Though some of the young players have been inconsistent, especially when Washington has sputtered in the second half, the lineup is made up mainly of veterans, including Jordan and guard Jerry Stackhouse.

"As talented as we are on paper, we're not talented when we're out there on that basketball court," Jordan said after the Memphis loss.

Added Stackhouse: "We're not on the same page right now offensively and defensively. We play well at times but we haven't put a consistent effort since, probably the [Nov. 8] Lakers game. We're doing good things in certain areas on different nights. We've got to try to put it all together and do all those good things in all the areas on the same night. That's how we're going to get out of this."

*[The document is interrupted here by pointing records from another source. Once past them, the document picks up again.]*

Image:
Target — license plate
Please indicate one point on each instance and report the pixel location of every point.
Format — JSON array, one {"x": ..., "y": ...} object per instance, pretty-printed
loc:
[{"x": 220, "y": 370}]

For much of the season, the Wizards have struggled when opponents play non-traditional, man-to-man defenses. That is one area that must be addressed as their repeated failures may prompt opponents to trap them, play a zone, or use some other type of hybrid defense.

The Rockets and the Grizzlies took Washington out of its offense with zone defenses. Instead of quickly moving the ball and allowing passing lanes to develop or attacking gaps left by late-rotating defenders, the Wizards fired up outside shots without a second thought. In those games, Washington took 30 three-pointers and made 12. Stackhouse, a slasher, took 15 of those long-range shots, making five. He missed all eight attempts against the Grizzlies.

The offshoot of putting up so many outside shots has been a mere 18 free throws in those two games. Stackhouse, one of the league leaders getting to the foul line, has taken just six in that span. Jordan took just two. Their five main big men took just nine foul shots.

"One of the keys to our team is getting to the free throw line," Collins said. "When we take shots from the outside, it takes away from the strength of our team."

Wizards Note: Starting point guard Larry Hughes is still listed as day-to-day after straining his right wrist against the Grizzlies.